I want to figure out a bag just for the primes, a flash and my 1dx camera. 
I am at the PhotoPlus expo and can see many bags but trying to see if there are suggestions as to good set. 
I am leaning towards a back pack just because of the weight. 


Any suggestions? What do you Folks use?


----------



## privatebydesign (Oct 21, 2016)

I really like just about all ThinkTank bags.

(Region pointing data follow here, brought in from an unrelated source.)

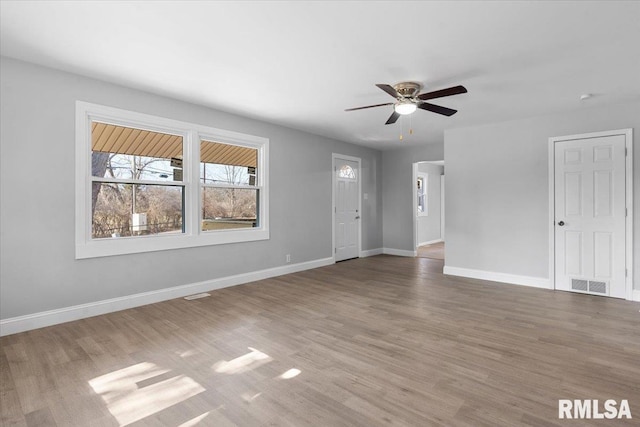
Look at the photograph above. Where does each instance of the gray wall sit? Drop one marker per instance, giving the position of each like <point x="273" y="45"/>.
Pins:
<point x="497" y="202"/>
<point x="397" y="193"/>
<point x="429" y="226"/>
<point x="38" y="270"/>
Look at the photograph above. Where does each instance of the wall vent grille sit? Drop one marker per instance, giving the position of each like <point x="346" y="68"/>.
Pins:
<point x="589" y="286"/>
<point x="579" y="285"/>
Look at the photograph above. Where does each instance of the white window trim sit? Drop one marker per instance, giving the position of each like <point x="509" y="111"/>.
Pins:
<point x="86" y="247"/>
<point x="425" y="192"/>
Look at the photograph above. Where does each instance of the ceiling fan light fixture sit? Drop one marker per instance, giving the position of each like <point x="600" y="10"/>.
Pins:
<point x="405" y="108"/>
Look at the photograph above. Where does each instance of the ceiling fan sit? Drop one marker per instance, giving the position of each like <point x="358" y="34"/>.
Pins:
<point x="408" y="99"/>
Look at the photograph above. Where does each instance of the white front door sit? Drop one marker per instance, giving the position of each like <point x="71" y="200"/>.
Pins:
<point x="347" y="215"/>
<point x="590" y="215"/>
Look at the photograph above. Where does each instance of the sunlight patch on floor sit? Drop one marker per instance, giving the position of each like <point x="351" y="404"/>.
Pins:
<point x="195" y="421"/>
<point x="129" y="403"/>
<point x="243" y="363"/>
<point x="293" y="372"/>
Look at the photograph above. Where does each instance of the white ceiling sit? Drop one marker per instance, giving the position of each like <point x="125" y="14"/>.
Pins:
<point x="300" y="64"/>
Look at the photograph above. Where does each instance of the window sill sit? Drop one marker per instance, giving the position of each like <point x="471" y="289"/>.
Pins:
<point x="131" y="245"/>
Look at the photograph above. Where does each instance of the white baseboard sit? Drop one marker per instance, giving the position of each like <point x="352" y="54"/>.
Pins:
<point x="370" y="252"/>
<point x="28" y="322"/>
<point x="537" y="282"/>
<point x="430" y="242"/>
<point x="398" y="252"/>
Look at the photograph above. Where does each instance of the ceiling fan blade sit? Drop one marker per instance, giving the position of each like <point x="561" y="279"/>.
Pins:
<point x="437" y="109"/>
<point x="368" y="106"/>
<point x="389" y="89"/>
<point x="455" y="90"/>
<point x="393" y="118"/>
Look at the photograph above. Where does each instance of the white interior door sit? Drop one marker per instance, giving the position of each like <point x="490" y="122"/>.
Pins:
<point x="590" y="215"/>
<point x="347" y="215"/>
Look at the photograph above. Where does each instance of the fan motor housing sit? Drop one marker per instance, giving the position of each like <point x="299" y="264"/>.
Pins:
<point x="408" y="89"/>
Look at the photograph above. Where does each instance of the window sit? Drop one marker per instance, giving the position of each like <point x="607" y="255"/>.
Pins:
<point x="421" y="187"/>
<point x="347" y="172"/>
<point x="229" y="187"/>
<point x="145" y="183"/>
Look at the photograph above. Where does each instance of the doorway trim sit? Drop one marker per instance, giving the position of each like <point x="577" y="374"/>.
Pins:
<point x="358" y="160"/>
<point x="628" y="133"/>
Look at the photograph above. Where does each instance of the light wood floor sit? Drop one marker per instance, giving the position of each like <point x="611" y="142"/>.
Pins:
<point x="434" y="250"/>
<point x="370" y="342"/>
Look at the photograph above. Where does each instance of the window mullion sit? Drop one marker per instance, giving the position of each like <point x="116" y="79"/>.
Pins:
<point x="194" y="203"/>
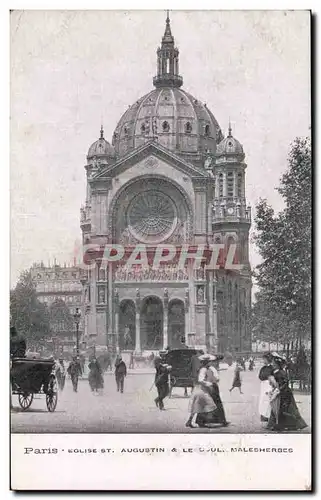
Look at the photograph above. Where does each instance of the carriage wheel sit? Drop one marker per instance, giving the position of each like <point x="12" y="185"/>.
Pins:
<point x="25" y="400"/>
<point x="52" y="394"/>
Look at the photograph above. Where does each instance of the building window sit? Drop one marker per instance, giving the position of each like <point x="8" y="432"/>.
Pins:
<point x="165" y="127"/>
<point x="188" y="128"/>
<point x="230" y="182"/>
<point x="239" y="185"/>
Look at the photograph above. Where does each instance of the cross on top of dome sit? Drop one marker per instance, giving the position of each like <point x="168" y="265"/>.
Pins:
<point x="167" y="61"/>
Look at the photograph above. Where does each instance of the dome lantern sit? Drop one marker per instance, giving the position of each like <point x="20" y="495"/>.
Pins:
<point x="101" y="148"/>
<point x="167" y="61"/>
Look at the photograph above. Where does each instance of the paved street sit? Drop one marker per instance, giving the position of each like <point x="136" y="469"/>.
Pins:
<point x="135" y="410"/>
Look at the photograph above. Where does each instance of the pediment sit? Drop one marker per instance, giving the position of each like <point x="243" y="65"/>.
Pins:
<point x="152" y="152"/>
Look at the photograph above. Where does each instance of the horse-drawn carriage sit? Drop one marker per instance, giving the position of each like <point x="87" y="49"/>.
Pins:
<point x="181" y="374"/>
<point x="34" y="376"/>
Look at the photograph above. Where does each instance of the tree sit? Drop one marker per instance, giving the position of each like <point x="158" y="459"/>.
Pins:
<point x="284" y="242"/>
<point x="28" y="314"/>
<point x="61" y="320"/>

Although I am not a backpack user I would take your kit in an Urban Disguise, probably a 50. It even has a backpack type strap accessory for those times the walk is too long!


----------



## neuroanatomist (Oct 21, 2016)

For your kit, I'd look at a Lowepro Flipside 300.


----------



## Alex_M (Oct 21, 2016)

Neuro, wouldn't Lowepro Flipside 300 be too small for 35, 50, 85, 135, a flash and 1dx camera? 300 model is quite shalow and 85, 135 and flash unit would have to go in the bag sidewise. they are tall items.
I would say definitely Flipside 400 to be safe.



neuroanatomist said:


> For your kit, I'd look at a Lowepro Flipside 300.


----------



## pwp (Oct 21, 2016)

People tend to answer questions like this with what they have chosen for themselves. Me too!

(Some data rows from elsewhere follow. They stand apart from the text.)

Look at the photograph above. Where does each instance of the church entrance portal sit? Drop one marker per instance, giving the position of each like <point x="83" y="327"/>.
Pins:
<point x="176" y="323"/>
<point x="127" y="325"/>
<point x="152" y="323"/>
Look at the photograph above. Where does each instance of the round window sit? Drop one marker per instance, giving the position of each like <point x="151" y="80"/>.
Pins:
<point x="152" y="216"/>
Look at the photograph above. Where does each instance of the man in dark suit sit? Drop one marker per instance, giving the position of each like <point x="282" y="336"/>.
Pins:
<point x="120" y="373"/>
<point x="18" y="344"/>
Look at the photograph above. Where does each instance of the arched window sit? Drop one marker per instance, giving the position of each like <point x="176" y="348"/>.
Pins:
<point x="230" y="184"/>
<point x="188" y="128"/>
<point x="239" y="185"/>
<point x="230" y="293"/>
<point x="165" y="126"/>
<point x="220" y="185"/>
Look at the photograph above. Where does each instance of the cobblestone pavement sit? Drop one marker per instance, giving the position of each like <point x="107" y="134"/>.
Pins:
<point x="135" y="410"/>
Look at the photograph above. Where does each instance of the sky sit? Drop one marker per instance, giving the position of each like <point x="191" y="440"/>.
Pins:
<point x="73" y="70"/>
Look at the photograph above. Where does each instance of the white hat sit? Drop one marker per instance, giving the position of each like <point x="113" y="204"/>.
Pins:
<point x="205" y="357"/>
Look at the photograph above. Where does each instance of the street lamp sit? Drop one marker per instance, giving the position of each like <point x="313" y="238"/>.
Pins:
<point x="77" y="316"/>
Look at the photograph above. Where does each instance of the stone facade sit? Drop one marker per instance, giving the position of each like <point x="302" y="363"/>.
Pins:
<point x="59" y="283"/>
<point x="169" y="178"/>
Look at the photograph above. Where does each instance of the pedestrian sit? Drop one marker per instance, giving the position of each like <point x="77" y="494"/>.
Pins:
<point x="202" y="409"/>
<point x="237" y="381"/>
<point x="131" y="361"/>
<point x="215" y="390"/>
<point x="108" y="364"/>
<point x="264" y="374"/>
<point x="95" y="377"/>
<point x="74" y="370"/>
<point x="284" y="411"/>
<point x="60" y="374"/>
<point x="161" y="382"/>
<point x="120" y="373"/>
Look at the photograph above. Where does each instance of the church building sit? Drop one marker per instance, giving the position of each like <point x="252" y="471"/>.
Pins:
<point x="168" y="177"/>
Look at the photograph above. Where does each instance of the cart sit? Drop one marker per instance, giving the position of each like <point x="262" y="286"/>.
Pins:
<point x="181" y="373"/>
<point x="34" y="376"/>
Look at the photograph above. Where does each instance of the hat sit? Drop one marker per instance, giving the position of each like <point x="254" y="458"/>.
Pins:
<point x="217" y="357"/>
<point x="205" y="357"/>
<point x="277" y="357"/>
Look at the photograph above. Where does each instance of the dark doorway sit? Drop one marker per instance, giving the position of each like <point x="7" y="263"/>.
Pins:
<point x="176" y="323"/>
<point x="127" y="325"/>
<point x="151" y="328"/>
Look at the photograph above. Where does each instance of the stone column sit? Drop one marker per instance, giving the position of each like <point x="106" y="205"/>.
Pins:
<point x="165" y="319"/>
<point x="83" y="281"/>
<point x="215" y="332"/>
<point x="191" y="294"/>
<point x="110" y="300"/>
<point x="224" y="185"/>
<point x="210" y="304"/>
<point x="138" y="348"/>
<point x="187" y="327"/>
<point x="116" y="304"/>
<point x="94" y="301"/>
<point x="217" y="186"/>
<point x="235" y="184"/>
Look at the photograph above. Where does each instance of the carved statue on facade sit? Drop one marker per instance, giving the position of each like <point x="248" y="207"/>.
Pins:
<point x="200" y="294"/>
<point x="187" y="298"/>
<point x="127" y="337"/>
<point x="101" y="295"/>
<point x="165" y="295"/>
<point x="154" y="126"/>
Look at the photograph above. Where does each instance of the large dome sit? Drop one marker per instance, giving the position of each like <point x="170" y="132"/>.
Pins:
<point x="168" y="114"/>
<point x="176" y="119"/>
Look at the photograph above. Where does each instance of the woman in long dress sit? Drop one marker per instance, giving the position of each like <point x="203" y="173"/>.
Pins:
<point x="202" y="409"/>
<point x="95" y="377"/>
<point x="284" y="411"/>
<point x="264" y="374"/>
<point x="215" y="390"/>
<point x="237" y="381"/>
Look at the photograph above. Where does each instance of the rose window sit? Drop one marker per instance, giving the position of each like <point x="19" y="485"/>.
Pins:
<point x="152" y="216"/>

It's another vote for ThinkTank bags. Streetwalker Pro would be a great fit for your kit. 
https://www.thinktankphoto.com/products/streetwalker-pro
https://www.thinktankphoto.com/collections/streetwalker-series

There are plenty of great bags out there. I've had my fair share of LowePro, Domke & Tenba bags but the sheer design smarts of ThinkTank puts them at the top for me. If you're feeling wealthy, the new Peak Design bags are getting good reviews. 
https://www.peakdesign.com/product/bags

-pw


----------



## nvsravank (Oct 21, 2016)

Thanks for the suggestions folks. Think tank and peak design will be definite stops today. 
Didn't see lowepro yesterday. Must have missed it. Will look for it.


----------



## AcutancePhotography (Oct 21, 2016)

Don't restrict yourself to only bags made by photographic bag companies. Especially if you want a bag that does not look like a photographic equipment bag. There are some excellent inserts that can be used with what ever type of bag you might prefer and allows you to quickly change to different bags as your situation requires.


----------